Royal Studios & the ‘Uptown Funk’ journey

Chart-burning hit is a building block for Memphis-made music.

by DeAara Lewis Special to The New Tri-State Defender | 2/12/2015, 2:07 p.m.

Boo Mitchell and Mark Ronson at work in the historic Royal Studios. (Courtesy photos)

Boo Mitchell and Mark Ronson at work in the historic Royal Studios. (Courtesy photos)

“Uptown Funk” fever is storming the nation.

The funk-era inspired song, produced by Mark Ronson and sung by megastar Bruno Mars, has remained No. 1 on the Billboard Hot 100 for more than five weeks.

Featuring remnants of the early 80’s band, The Time, “Uptown Funk” has a deeper meaning for Memphis because it was cut in the city at one of the oldest recording studios in the world – Royal Studios.
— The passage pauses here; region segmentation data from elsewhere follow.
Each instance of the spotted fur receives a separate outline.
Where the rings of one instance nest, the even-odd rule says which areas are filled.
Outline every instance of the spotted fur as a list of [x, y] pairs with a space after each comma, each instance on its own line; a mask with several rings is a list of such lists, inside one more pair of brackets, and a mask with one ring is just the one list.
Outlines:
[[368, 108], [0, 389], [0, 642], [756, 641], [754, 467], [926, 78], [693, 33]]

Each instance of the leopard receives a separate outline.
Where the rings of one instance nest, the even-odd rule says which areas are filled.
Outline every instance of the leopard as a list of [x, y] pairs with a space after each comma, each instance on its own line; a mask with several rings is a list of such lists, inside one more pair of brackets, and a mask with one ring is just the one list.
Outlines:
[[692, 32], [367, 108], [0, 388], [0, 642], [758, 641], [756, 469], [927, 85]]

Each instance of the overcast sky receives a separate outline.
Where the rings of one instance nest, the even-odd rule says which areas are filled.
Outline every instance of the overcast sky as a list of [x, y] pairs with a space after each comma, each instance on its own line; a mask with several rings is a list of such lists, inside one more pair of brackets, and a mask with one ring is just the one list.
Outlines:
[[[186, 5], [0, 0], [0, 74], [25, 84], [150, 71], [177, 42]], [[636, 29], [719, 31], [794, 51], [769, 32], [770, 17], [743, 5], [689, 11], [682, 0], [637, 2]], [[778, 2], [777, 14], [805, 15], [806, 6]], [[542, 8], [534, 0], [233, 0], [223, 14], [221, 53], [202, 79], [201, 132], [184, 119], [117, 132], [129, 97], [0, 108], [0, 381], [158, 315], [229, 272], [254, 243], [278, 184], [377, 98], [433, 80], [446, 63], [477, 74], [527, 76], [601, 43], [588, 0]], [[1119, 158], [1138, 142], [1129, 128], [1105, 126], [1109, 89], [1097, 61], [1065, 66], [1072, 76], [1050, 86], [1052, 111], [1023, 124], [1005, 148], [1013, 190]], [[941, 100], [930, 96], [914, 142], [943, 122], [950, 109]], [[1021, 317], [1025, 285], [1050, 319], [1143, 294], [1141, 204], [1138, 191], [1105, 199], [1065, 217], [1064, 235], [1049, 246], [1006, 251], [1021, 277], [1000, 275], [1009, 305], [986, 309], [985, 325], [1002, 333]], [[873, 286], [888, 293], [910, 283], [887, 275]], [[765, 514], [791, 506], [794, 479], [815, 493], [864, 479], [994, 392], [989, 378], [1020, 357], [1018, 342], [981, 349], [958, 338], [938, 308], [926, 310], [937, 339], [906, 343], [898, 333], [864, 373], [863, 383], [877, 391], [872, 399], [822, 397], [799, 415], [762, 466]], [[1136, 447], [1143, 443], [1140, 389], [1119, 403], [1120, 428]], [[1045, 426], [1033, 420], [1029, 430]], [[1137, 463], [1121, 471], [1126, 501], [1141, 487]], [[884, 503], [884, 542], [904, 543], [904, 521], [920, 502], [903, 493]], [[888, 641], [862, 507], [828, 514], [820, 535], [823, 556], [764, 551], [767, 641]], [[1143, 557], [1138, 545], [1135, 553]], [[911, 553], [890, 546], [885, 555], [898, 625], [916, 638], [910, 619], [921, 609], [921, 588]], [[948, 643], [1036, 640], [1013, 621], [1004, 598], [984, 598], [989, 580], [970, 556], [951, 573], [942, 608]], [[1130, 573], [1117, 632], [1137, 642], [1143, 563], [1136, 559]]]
Cloaked in tanned brick layers flushed in green, Royal Studios can be easily missed as one drives along Willie Mitchell Boulevard in a South Memphis neighborhood that bears evidence of a decades-long bout with decline. The former Nickelodeon theatre was remodeled into a recording studio in 1956. And with the late legendary Willie Mitchell at the helm, it became the first recording home to some of the most notable singers, musicians and producers who helped shape American music.

Al Green, Anne Peebles, Bobby Blue Bland and George Jackson are among the Royal Studio roster of artists who helped propel the studio to commercial success. Green, the most prominent of them all, sold 20-million-plus records worldwide during his tenure.

Lawrence “Boo” Mitchell, the grandson of Willie Mitchell, has followed in his grandfather’s footsteps of music production. Throughout the years, he has produced records for high profile artists such as Elton John, Keith Richards, Rod Steward, John Mayer and Snoop Dog. However, with the notable exception of music aficionados, Royal Studios’ legacy – and to some degree Memphis’s legacy as the “mecca of music” – largely has remained obscure to contemporary pop culture.

Boo Mitchell plans to change that.

The success of “Take Me to the River,” a documentary about the soul of American music co-produced by Mitchell, has been building momentum since its release and has served as a catalyst for recruiting renowned artists to record at Royal Studio.

“We wanted people in Memphis to know where their music came from and we wanted people in the world to know where their music came from,” Mitchell said.

The strategy is working. Case in point: Mitchell received a call one day that heavyweight producer Mark Ronson was looking for talent in the Memphis area for his upcoming album, “Uptown Special.” Upon visiting Royal Studios, Ronson became captivated by the studio itself.

“They were like, ‘Man, this place is cool. We’ve got to cut our record here,’” Mitchell recalled. “They stayed here like three or four hours vibing off of the studio. Two weeks later they came back with an entourage.”

The vibe of Royal Studios is something that Boo Mitchell’s grandfather, Willie Mitchell, felt early on. “Something about the floor, as you go down the slope, the music gets bigger, it separates,” the iconic Mitchell is quoted as saying on Royal Studios’ official website.

The time-capsule effect is part of the enchantment that greets visitors.

“This studio has personality,” Mitchell proclaims. “ When you walk into a room it affects you. So many studios of today are made industrialized where they are not really designed to have charm and personality; they are just designed to make records. Ours has so much personality because when my grandfather, Willie Mitchell, designed the room and got it to his liking in ’69, we haven’t changed it.”